The doctor tells me that she can take a look at my mother now or that we can wait. Mother’s been writhing in pain for about seven hours now, so I take her hand and tell her softly that it’s her turn to be bilingual.
Because my family refuses to live in Saguenay or Rosemont where we belong, we, like 1.7 million Québécois from Côte-des-Neiges to Val-d’Or — people like Jacques Parizeau, Yves Michaud, Pauline Marois, Éric Lapointe and the AngryFrenchMe — have been designated as wards of the McGill University Hospital Center.
Every single word of every single medical file of every single member of my family is written entirely in English.
Twenty-five percent of the province of Québec’s health care is administered by a medical establishment that doesn’t require it’s doctors to learn a single word of the language spoken by the majority of their patients. The Charest government just gave McGill 3.6 billion dollars, half of the tax dollars earmarked for the construction of two university hospitals in Montréal.
No need to worry, according to The Gazette. For that price they’ll even care for separatists. Me and my mom’s can be assured that Montreal’s bilingual hospitals “are open to all, regardless of language, creed, ethnicity, or political conviction.”
The day shift doctor who showed up in the morning didn’t speak French either. I don’t speak French I’m from Brazil, he told me, almost proud of himself.
I made him speak to me in Spanish. He got the point and dropped the grin.

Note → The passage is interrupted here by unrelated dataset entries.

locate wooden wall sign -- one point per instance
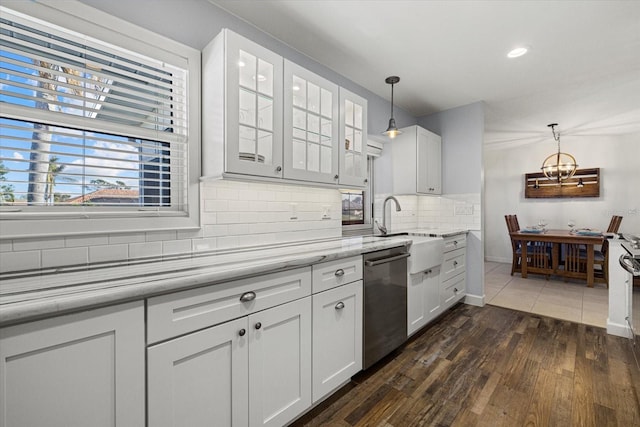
(584, 183)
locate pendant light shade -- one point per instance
(392, 130)
(558, 166)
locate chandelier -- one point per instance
(558, 166)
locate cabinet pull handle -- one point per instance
(248, 296)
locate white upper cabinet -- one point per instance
(311, 126)
(416, 162)
(242, 108)
(353, 132)
(264, 116)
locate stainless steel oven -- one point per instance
(385, 303)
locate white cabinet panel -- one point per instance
(84, 369)
(330, 274)
(242, 108)
(416, 157)
(201, 379)
(182, 312)
(311, 126)
(423, 297)
(337, 337)
(280, 363)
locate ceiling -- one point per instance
(582, 70)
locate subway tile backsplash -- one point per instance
(233, 214)
(240, 214)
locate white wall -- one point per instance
(618, 158)
(234, 214)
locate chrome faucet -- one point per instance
(383, 227)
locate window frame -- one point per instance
(368, 202)
(81, 18)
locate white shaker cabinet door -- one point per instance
(280, 363)
(310, 126)
(201, 379)
(84, 369)
(337, 337)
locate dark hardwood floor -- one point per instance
(493, 366)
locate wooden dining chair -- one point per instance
(512, 225)
(614, 225)
(538, 253)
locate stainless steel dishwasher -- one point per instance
(385, 303)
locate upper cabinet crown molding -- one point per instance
(265, 117)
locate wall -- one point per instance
(462, 132)
(234, 214)
(196, 22)
(616, 156)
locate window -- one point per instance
(357, 204)
(91, 128)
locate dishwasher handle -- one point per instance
(384, 260)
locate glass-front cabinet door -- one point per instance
(353, 131)
(254, 108)
(310, 126)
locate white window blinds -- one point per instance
(86, 123)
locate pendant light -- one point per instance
(558, 166)
(392, 131)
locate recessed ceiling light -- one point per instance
(519, 51)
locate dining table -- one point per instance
(557, 238)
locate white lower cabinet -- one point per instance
(84, 369)
(201, 379)
(337, 337)
(252, 371)
(423, 298)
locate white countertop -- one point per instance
(33, 295)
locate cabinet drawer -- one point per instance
(453, 290)
(454, 264)
(335, 273)
(182, 312)
(452, 243)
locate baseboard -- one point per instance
(618, 329)
(474, 300)
(498, 259)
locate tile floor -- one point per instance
(572, 301)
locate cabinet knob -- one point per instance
(248, 296)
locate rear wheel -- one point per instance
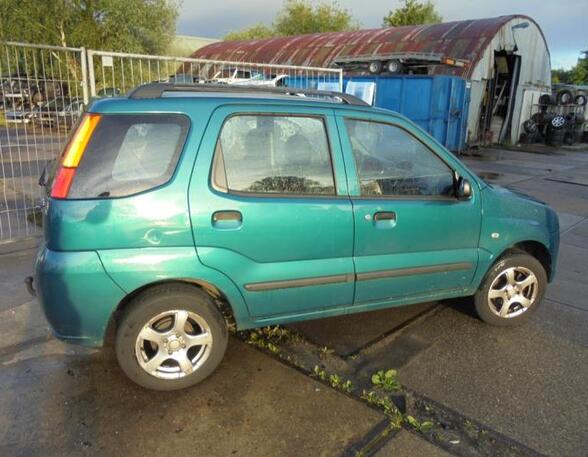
(512, 290)
(171, 337)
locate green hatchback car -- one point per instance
(180, 211)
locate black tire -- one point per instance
(557, 122)
(158, 301)
(530, 126)
(512, 259)
(545, 99)
(555, 137)
(538, 118)
(565, 97)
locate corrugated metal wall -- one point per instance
(439, 104)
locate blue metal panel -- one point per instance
(439, 104)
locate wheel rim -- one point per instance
(513, 292)
(173, 344)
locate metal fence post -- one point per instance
(84, 64)
(92, 78)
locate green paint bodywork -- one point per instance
(97, 252)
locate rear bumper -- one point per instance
(76, 295)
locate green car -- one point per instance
(178, 212)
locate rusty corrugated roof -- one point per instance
(464, 40)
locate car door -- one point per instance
(413, 237)
(270, 208)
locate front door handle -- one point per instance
(227, 219)
(385, 216)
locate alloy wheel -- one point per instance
(173, 344)
(513, 292)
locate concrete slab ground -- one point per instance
(407, 444)
(347, 335)
(528, 383)
(253, 405)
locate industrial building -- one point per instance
(473, 81)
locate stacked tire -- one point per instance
(556, 132)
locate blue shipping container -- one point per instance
(439, 104)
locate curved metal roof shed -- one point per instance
(488, 48)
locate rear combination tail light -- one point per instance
(72, 155)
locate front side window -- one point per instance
(274, 154)
(392, 162)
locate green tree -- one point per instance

(Now let’s have a moment of silence for the millions of Mexican-Americans who don’t have access to health care in their own language. Aren’t you just fucking proud to be Canadian right now?)
That night was a hard one, but it wasn’t the toughest yet. I spent many other long nights at the Royal Vic and the Montreal General Hospital with my mother. Tired, scared and confused by the quick succession of unfamiliar faces coming and going around her, my mother started to speak to me in English in those last few weeks of her life.
My father had started to do the same thing in the last days of his life. So did my grand-mother. So did my grand-father.
Anyone still wondering why I’m angry?